En el contexto de la pandemia, este error de atribución nos lleva a considerar que los demás actúan de forma exagerada o equivocada respecto al coronavirus, atribuyendo erróneamente que hay una psicosis colectiva, que la gente es muy miedosa o hipocondríaca. Tienen una falsa sensación de seguridad porque no les ha tocado de cerca y creen que podemos combatirlo como una gripe, que nada ha cambiado, que sigue amaneciendo, que continúan en sus empleos y que sus vidas no están alteradas en absoluto.

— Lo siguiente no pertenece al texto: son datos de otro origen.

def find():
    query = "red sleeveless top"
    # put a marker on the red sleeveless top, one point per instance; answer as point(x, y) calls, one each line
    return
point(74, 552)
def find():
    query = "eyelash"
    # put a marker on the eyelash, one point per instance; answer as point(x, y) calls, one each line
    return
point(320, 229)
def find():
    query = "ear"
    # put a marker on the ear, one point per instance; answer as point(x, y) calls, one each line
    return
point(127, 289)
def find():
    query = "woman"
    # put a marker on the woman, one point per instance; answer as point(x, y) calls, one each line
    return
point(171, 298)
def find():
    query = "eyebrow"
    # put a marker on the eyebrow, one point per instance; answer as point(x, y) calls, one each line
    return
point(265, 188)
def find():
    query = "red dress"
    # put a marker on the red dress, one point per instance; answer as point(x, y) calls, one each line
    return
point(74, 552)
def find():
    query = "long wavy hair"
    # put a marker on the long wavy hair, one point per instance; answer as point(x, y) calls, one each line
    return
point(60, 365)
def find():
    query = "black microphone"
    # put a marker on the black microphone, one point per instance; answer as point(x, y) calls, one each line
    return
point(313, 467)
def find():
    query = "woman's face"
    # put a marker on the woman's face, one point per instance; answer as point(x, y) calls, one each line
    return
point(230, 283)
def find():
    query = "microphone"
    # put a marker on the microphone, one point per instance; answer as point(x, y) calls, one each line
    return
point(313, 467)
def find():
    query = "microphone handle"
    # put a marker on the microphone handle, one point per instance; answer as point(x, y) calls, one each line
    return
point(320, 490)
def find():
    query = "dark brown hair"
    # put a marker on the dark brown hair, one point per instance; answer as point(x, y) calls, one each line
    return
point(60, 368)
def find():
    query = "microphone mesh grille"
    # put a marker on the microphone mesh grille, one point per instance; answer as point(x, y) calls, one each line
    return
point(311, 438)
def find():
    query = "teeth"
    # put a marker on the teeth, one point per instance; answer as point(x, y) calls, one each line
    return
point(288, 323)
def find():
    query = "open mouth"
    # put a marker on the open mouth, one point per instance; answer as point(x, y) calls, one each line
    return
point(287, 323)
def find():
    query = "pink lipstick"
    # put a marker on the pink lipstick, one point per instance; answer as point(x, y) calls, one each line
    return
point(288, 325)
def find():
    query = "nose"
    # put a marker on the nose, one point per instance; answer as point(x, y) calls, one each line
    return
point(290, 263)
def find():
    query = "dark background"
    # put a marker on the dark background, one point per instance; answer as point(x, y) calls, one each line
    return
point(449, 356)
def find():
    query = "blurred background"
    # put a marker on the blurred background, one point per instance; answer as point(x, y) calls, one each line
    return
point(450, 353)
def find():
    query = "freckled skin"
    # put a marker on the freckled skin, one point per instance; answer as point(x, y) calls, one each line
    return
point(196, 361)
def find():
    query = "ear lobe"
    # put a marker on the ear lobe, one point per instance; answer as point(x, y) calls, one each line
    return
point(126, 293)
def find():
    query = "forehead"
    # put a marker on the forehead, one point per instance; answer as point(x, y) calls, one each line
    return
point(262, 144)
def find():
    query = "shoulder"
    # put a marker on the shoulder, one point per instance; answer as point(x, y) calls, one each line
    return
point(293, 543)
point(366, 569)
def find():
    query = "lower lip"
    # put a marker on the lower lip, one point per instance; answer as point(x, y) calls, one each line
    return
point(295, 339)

No quieren abandonar esa ‘zona de confort‘, que se refiere a un estado mental donde la persona mantiene una actitud rutinaria para no asumir ningún riesgo, es decir, se vive con el ‘piloto automático’ y se resiste a los cambios, solo ponen el foco en su micro-mundo, donde se está seguro y estable. Se siente miedo a perder el bienestar conseguido, aunque todo se desmorone a su alrededor.

En definitiva, observamos conductas y emociones tan dispares frente a una misma situación, con normas y usos sociales impuestos por la emergencia sanitaria, porque las reacciones humanas dependen de una compleja dimensión de variables, intervienen desde los rasgos de personalidad de cada uno (si se es más o menos solidario, impulsivo, arriesgado, asocial, cumplidor, temeroso, desafiante) a la edad, el aprendizaje, las experiencias vividas antes y durante la pandemia, la percepción de vulnerabilidad, la gestión emocional, incluso el empleo que desempeña cada persona, todo ello interviene.

Por tanto, se genera una línea continua en la que todos nos vamos situando y en la que también hay sitio para los extremos, desde el que va: alguien que está pasando por esta etapa con ansiedad y un gran miedo que paraliza y limita la vida ordinaria, hasta el negacionista más radical de la realidad.

Las convicciones erróneas no se sostienen con la base de argumentaciones lógicas y evidentes, normalmente se enquistan como parte del sistema de creencias de la persona, se convierten en parte de nuestra identidad, tal y como si de nuestro sistema inmunológico se tratara, nuestro sistema cognitivo se empeña a toda costa en protegerlas.